H is for “heady,” which is what the AI market is these days. It is also the name of one of the companies proving out that statement. This startup, which used to be known as Holistic AI before it took a cryptic direction and shortened its name to H, raised this $220 million as a seed round in May.

It has yet to launch any products, but when it does, it sounds like its focus will be one of the other very popular applications for AI at the moment: AI agents. Specifically, it’s focused on “frontier action models to boost the productivity of workers,” according to its site. “Outrageous AI capabilities for task automation & decision-making.” No word yet on which verticals, which models, when it might launch, or what it might handle, nor what roles it’s looking to fill. Heady, indeed.

Based out of London, Flo Health describes itself as the first “purely digital” (no hardware/wearable component) women’s health tracking app to have passed a $1 billion valuation when it raised $200 million earlier this year from General Atlantic.

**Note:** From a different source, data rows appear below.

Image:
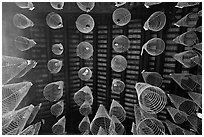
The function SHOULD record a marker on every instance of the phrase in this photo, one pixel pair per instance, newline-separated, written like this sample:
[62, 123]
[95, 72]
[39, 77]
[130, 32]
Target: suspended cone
[174, 129]
[37, 127]
[117, 110]
[183, 104]
[17, 120]
[198, 46]
[140, 87]
[34, 113]
[57, 108]
[178, 116]
[59, 127]
[11, 67]
[11, 102]
[101, 119]
[133, 129]
[197, 98]
[195, 122]
[101, 131]
[152, 78]
[84, 125]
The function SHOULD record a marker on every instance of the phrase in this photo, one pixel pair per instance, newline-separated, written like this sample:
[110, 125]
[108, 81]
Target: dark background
[101, 38]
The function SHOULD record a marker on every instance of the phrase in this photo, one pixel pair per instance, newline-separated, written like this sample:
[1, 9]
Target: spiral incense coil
[13, 94]
[53, 91]
[155, 22]
[178, 116]
[85, 23]
[84, 125]
[16, 120]
[185, 81]
[84, 94]
[121, 16]
[21, 21]
[183, 104]
[59, 127]
[150, 126]
[54, 20]
[154, 47]
[85, 109]
[151, 99]
[174, 129]
[117, 110]
[101, 119]
[57, 108]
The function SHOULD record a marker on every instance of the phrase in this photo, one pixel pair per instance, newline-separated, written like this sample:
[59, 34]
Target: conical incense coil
[17, 120]
[11, 67]
[12, 97]
[197, 98]
[154, 47]
[53, 91]
[155, 22]
[174, 129]
[34, 113]
[186, 4]
[85, 109]
[185, 81]
[195, 122]
[183, 104]
[189, 20]
[151, 99]
[141, 114]
[150, 126]
[152, 78]
[59, 127]
[149, 4]
[84, 94]
[101, 119]
[117, 86]
[178, 116]
[101, 131]
[188, 38]
[57, 108]
[117, 110]
[187, 58]
[84, 125]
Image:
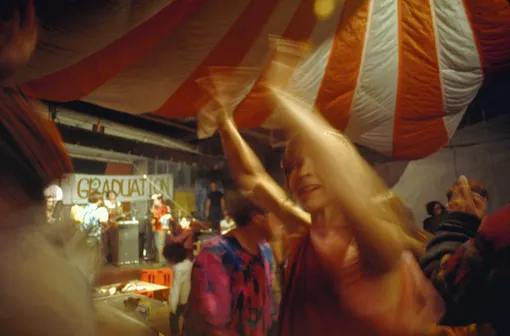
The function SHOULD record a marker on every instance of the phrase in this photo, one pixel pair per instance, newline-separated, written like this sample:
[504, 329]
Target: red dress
[314, 303]
[157, 213]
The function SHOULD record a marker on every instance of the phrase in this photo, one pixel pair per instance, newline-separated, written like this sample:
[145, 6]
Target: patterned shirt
[230, 290]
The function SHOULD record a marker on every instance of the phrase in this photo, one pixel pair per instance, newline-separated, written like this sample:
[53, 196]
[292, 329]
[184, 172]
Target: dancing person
[176, 257]
[214, 207]
[473, 276]
[48, 270]
[351, 271]
[436, 212]
[231, 281]
[95, 218]
[158, 210]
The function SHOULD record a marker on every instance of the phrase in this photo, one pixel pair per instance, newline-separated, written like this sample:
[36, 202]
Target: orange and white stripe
[396, 76]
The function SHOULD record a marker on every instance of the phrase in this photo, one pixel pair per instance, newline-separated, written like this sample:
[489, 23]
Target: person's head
[246, 214]
[302, 180]
[213, 186]
[112, 196]
[174, 253]
[435, 208]
[478, 191]
[50, 203]
[95, 197]
[157, 200]
[309, 188]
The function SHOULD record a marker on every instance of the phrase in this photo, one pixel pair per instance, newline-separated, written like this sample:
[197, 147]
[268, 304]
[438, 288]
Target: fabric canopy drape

Its focus is currently around fertility and period tracking, but it has ambitions to extend that to older and younger users and to more categories of health. The company claims to have been utilized by a cumulative 380 million users to date, with 70 million monthly active users.

Another Parisian startup! Pigment is squarely in the area of enterprise software — specifically enterprise resource planning for finance teams. Like Flo Health, it’s not an AI startup per se, but it does lean on it for its functionality. As such, it’s part of the widening pool of AI applications that prove out the prediction that AI will eventually be part and parcel of all our digital services. Its $145 million round earlier this year, which came less than a year after its previous raise, gave Pigment a valuation of over $780 million.